Now remember this dog WANTED the big cake and the on-body-worn equipment is the biggest cake of all! As I'm getting in position Piper runs over, grabs the small tug off the ground, runs it to her handler and waits.... like: "you forgot the on-switch boss."

At this point everything got easier. Piper increased her focus to her handler and performed obedience to get the small tug reward and then be released to the line of departure for attacking the decoy. This required good teamwork between the two of us. I had to be able to switch between neutral and attacking at just the right moments so the dog remained cued by my behavior to bite.

But wait, remember the problems that brought us to this session? Piper was failing to out and recall off the bite and going early on her own. We didn't even practice that. In fact we practiced nothing about outs and not really any recalls. All those “big cake” rewards ended with Piper winning the toy/equipment and carrying it off. What did we practice though?

We practiced the power of prediction.
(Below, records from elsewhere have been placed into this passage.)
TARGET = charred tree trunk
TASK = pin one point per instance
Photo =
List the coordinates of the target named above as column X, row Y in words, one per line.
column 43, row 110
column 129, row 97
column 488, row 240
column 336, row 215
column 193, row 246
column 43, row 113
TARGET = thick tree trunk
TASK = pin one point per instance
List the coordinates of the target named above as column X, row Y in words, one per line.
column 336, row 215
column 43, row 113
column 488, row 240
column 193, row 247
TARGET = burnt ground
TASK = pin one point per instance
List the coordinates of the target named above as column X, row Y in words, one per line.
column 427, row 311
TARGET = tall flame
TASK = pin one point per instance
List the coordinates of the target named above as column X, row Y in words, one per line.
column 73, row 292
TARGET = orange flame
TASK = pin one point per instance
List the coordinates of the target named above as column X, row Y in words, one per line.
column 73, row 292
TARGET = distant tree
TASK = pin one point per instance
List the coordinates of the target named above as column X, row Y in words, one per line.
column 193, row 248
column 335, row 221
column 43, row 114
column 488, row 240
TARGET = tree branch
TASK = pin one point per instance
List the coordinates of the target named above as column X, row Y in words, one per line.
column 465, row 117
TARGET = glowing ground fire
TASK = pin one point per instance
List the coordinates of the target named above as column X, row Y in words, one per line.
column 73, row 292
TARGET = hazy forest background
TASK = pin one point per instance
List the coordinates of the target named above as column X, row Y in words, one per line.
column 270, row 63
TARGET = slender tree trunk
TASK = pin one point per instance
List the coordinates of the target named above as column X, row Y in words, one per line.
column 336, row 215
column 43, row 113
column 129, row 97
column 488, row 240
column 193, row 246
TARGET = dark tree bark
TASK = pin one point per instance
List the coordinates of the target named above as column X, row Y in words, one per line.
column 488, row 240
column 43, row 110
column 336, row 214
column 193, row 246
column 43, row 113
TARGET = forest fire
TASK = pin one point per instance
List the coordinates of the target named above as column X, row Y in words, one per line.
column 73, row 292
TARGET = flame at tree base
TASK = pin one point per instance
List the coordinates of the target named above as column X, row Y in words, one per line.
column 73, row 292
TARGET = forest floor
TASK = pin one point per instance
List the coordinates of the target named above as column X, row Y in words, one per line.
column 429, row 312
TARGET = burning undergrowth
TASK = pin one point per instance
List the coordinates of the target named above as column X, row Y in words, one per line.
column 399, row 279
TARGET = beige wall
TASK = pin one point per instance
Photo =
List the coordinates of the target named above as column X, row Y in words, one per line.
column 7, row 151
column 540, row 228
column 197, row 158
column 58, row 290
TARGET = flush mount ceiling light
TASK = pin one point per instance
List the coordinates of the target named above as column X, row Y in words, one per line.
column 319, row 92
In our premacking reps, biting the small tug became an “on-switch” that turned on the decoy from neutral to available. Then we practiced some obedience skills with the small tug as a reward. During that obedience practice it was clear that value transfer had occurred from the big cake to the small cake. Why? Again: Prediction. When we finally asked Piper for an out off the “big cake” that day, she had won the game a dozen of times or more. Well what happened? Clean outs happened… Why? We had created an idea within Piper’s mind that only the small cake would turn on the big cake. Any obedience behavior including out, recall, heeling, etc. could be inserted into the queue of behaviors that lead to the on-switch of the small tug being offered, then being released to the big cake. Her direct attack cues were also preserved, don’t worry. Value transfer happens when the dog starts to see the value of the big cake in the small cake. Great news, this transfer happens with or without the big cake present in later sessions! Our obedience practice for “small cake” looks much better and more enthusiastic even without the “big cake” reward in the mix. This transfer needs some maintenance but it remains powerful with periodic practice and grows session after session.

Now let's think about some non-bite-work related ways to apply premack principle. Some dog’s struggle to crate. Some to the point they get destructive to the crate and even injure themselves. Premack’s principle can be applied to crate training with interesting results. We often play crate games with our dogs and the obvious method is to throw food rewards in the crate and get the dog to chase them in. Is this premacking? No. It's chasing a reward. What about rewarding the dog for coming out of the crate. Wait what? Yes. Reward for coming out. Now, not to the point we are rewarding the dog for trying to come out, that will build an escape artist dog. But if we can get the dog to go in by chasing “small cake,” why not give the “big cake” reward as soon as the dog comes back out? I usually like to speed up this value transfer by giving the dog’s bridge or conditioned reinforcer upon entering the crate. This helps them to understand step one. But on step two, I give the big cake reward for exiting. Why? Because the dog had to be inside to exit. Clearly. After a few reps of this I wait. And if my big cake was big enough, I just might get the dog to make a choice to enter to try to trigger big-cake even with no small cake to chase. When this works it really works, the dog will jump back in the crate as soon as the big reward from coming out is finished. They choose to go in to switch the big cake reward on. In this way we create value transfer to the crate. Applying this method we can get the dog to choose to take longer and longer sessions waiting in the crate for the reward. Usually we have them wait with the door wide open. No pressure. Many of them will go in and lay down. I think they usually see pressure on the floor of the crate as the “on-switch.” We use the same method in creating the place behavior with chasing games for coming off the bed, we use the same method in creating the touch-pad behavior, in retrieve, in recall, in heeling and so on. The possibilities are endless. Lets train dogs. Semper Audax.